Le dernier artefact de la journée était gratuit. Une PR ouverte sur le coût d'import attendait sans commentaire depuis deux mois, donc j'ai profilé le main courant sur ma machine : import sglang prend 5,3 secondes à chaud, 6,4 à froid, sur 3 479 modules. Le haut de la colonne cumulée :

PYTHONPATH=python python -X importtime -c "import sglang" # 5.3s warm, 6.4s cold, 3,479 modules
PackageCumulé (à chaud)
torch1.51s
transformers1.13s
torchvision (one function: decode_jpeg)1.11s

La ligne torchvision est la plus intéressante. Elle existe parce que srt/utils/common.py:96 importe decode_jpeg depuis torchvision.io à la racine du module. Une fonction, inconditionnellement, pour 1,1 seconde à chaque import sglang. J'ai posté les chiffres sur cette PR avec l'observation, sans correctif attaché. Les chiffres voyagent plus loin que les suggestions.

Le tableau de score, honnêtement

Rien n'était mergé au moment de la publication. Ce soir-là : un claim sur l'issue de suivi des tests avec la PR derrière, cinq tests d'invariants sur leur branche, deux commentaires de preuve sur des fils dormants, et un claim de validation vLLM pour gemma-4-E4B-it. Six fils, deux projets, zéro merge.

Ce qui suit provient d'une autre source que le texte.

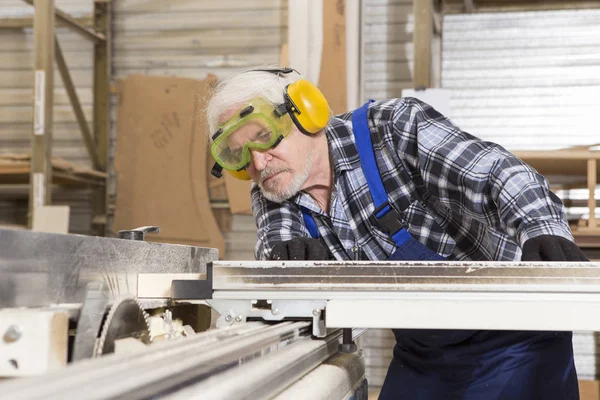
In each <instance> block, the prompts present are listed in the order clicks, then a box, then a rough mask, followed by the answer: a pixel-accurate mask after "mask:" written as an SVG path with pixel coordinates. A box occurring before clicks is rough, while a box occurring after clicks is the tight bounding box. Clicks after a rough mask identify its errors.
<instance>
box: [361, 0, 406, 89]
mask: <svg viewBox="0 0 600 400" xmlns="http://www.w3.org/2000/svg"><path fill="white" fill-rule="evenodd" d="M362 10H363V11H362V12H363V16H362V30H363V33H362V39H363V41H364V44H363V49H364V50H363V60H362V68H363V71H362V77H363V87H362V99H361V101H366V100H368V99H376V100H377V99H385V98H390V97H400V96H401V94H402V89H406V88H410V87H412V59H413V46H412V34H413V17H412V0H363V7H362Z"/></svg>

Une journée d’activité ne prouve pas une contribution durable. Pire : les nouveaux aidés par l’IA peuvent submerger les mainteneurs de changements plausibles mais coûteux à vérifier. SGLang dit rejeter les PR qui semblent générées automatiquement. J’utilise un agent pour les tâches mécaniques — lire le code, suivre les imports, lancer la couverture — mais je choisis chaque test et dois pouvoir le défendre. Le merge viendra, ou non. Les affirmations, elles, sont déjà falsifiables.

La lane vLLM est tombée après le premier jet de cet article : google/gemma-4-E4B-it validé sur les deux cellules d'exécution avec une variance inter-runs nulle, résultats publiés et la PR de doc #55343 ouverte.

Mon seul tableau de score : un mainteneur a-t-il reçu quelque chose qu’il peut vérifier plus vite qu’il ne peut en douter ? Le merge reste sa décision, à son rythme.

Voilà l'échange que je suis venu faire.